Coating solution-5: A coating solution-5 was prepared by mixing the coating solution-1 with a silver iodide dispersion and adjusting the silver iodide concentration to 105 ppm (matching the number of moles to silver fluoride).

<Preparation of antibody filter (filter F-1 to filter F-5)>
Filter F-1: Carrier N-1 was immersed in coating solution-1 at room temperature for 5 minutes to give an antibody to the surface of the fiber carrier. The obtained sample was compressed with a roller having a surface pressure of 10 MPa, and the water content was measured and found to be 500%. Furthermore, when it was dried in an atmosphere of 50 ° C. × 30% PH until the water content became 1% or less, the water content reached 1% after 1 hour.
Filters F-2 to F-5: An antibody and an inorganic silver salt were applied to the fiber carrier surface in the same manner as the filter F-1, except that the antibody coating solution-1 was changed to the coating solution-2 to the coating solution-5. The imparted filters F-2 to F-5 were produced.

<Evaluation of virus inactivation efficiency>
For filters F-1 to F-5, virus inactivation efficiency was evaluated immediately after sample preparation. As the test virus solution, purified influenza virus diluted 10 times with PBS (virus concentration 200,000 plaques / ml) was used. Each of the samples was cut into 5 cm squares and attached and fixed in the center of the virus spray test apparatus. The test virus solution was put in a nebulizer installed on the upstream side, and a virus recovery device was attached on the downstream side. Compressed air was sent from an air compressor, and the test virus was sprayed from the nebulizer spray port. A gelatin filter was installed on the downstream side of the mask, and air in the test apparatus was sucked at a suction flow rate of 10 L / min for 5 minutes to collect passing virus mist.
After the test, the gelatin filter collecting the virus was collected, and the virus infectivity after passing through the sample was determined by the TCID50 method (50% cell infectious dose measurement method) using MDCK cells. From the comparison of the virus infectivity value of the gelatin filter with and without the sample, the transient removal rate of the virus of each sample was calculated. The results are shown in Table 1.
Table 1 shows the logarithm of the reciprocal of the solubility product of inorganic silver salt supported on each sample at pH 7 and 25 ° C. = pK _sp .

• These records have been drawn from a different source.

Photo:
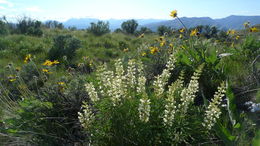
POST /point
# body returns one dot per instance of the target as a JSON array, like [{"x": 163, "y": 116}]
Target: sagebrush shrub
[
  {"x": 64, "y": 45},
  {"x": 124, "y": 110}
]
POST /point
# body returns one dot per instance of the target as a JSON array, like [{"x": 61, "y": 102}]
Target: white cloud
[
  {"x": 33, "y": 9},
  {"x": 6, "y": 3},
  {"x": 2, "y": 8}
]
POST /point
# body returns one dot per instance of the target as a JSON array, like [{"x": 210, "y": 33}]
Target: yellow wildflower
[
  {"x": 50, "y": 63},
  {"x": 194, "y": 32},
  {"x": 141, "y": 36},
  {"x": 55, "y": 62},
  {"x": 253, "y": 29},
  {"x": 143, "y": 54},
  {"x": 154, "y": 50},
  {"x": 12, "y": 78},
  {"x": 231, "y": 31},
  {"x": 173, "y": 13},
  {"x": 246, "y": 24},
  {"x": 17, "y": 69},
  {"x": 171, "y": 45},
  {"x": 47, "y": 63},
  {"x": 46, "y": 71},
  {"x": 182, "y": 30},
  {"x": 161, "y": 38},
  {"x": 61, "y": 83},
  {"x": 126, "y": 50},
  {"x": 237, "y": 37},
  {"x": 162, "y": 43},
  {"x": 27, "y": 58}
]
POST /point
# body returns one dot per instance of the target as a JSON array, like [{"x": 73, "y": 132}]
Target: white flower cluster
[
  {"x": 105, "y": 78},
  {"x": 213, "y": 111},
  {"x": 161, "y": 80},
  {"x": 253, "y": 107},
  {"x": 92, "y": 92},
  {"x": 188, "y": 94},
  {"x": 170, "y": 107},
  {"x": 131, "y": 73},
  {"x": 144, "y": 109},
  {"x": 86, "y": 117},
  {"x": 112, "y": 84},
  {"x": 141, "y": 85}
]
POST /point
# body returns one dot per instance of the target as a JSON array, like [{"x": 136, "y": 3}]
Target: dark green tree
[
  {"x": 3, "y": 28},
  {"x": 145, "y": 30},
  {"x": 162, "y": 30},
  {"x": 129, "y": 26},
  {"x": 30, "y": 27},
  {"x": 64, "y": 45},
  {"x": 99, "y": 28}
]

<Antimicrobial evaluation>
For filters F-1 to F-5, an antibacterial activity test was performed immediately after the production of these filters. The test method was performed in accordance with JIS 2801: 2000. As a test bacterium, Staphylococcus aureus subsp. Aureus NBRC 12732 (Staphylococcus aureus) pre-cultured on a standard agar medium was used. This culture was dispersed and diluted with 1/500 Nutrient broth to prepare a test bacterial solution. 0.4 ml of this test bacterial solution was brought into contact with each filter placed in a sterile petri dish and cultured at 35 ° C. for 24 hours. After culturing, the bacteria were washed from each test cloth with 10 ml of soybean / casein / digest / broth containing lecithin / polysorbate 80, and the number of bacteria in each test cloth was measured by an agar plate culture method. Moreover, when the number of bacteria immediately after contact was measured, it was 1.8 × 10 ⁵ .

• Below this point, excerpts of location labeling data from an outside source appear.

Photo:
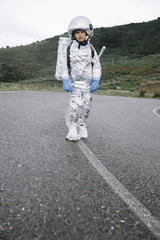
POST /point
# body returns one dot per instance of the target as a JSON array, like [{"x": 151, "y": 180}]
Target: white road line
[
  {"x": 133, "y": 203},
  {"x": 155, "y": 111}
]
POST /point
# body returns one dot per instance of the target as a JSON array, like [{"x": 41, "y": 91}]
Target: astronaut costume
[{"x": 82, "y": 79}]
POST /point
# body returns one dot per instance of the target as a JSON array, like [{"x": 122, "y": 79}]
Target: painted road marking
[
  {"x": 133, "y": 203},
  {"x": 155, "y": 110}
]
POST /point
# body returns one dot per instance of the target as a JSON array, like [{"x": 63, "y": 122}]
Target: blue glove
[
  {"x": 95, "y": 85},
  {"x": 66, "y": 85}
]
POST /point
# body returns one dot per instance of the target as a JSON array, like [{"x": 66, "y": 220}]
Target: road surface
[{"x": 102, "y": 188}]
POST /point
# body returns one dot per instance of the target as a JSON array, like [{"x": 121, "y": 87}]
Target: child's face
[{"x": 80, "y": 35}]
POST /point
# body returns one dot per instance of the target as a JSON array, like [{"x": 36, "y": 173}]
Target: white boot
[
  {"x": 83, "y": 133},
  {"x": 72, "y": 134}
]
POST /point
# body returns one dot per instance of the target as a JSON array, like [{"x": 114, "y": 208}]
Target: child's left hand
[{"x": 95, "y": 85}]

As is clear from Table 1, the antibody filter obtained by the production method of the present invention has a high virus removal rate immediately after sample preparation. Moreover, the antibacterial effect and the antifungal effect were provided by the inorganic silver salt. Silver fluoride is a readily soluble silver salt that has high solubility, and it is thought that antibody inactivation by ionization and silver ions occurs and the inactivation efficiency by the antibody decreases. It was considered that silver iodide had a high pK _{sp and} suppressed the sustained release of silver ions, thus reducing the antibacterial effect.

(Examples 3-5, Comparative Examples 4-7)
Each of the antibody filters F-2, F-3, and F-4 and the photocatalyst filter C-1 provided under the same UV irradiation are used, and the light shielding plate is used. After changing the insertion angle from 25 ° to 55 °, flowing the air in the same virus environment and operating the air purifier for 2 weeks, the virus filter transient removal rate (virus Inactivation) and antibacterial activity (the number of bacteria after the test) were evaluated, and the results are shown in Table 2 as evaluations for the antibody filter species of Examples and Comparative Examples and the insertion angle of the light shielding plate.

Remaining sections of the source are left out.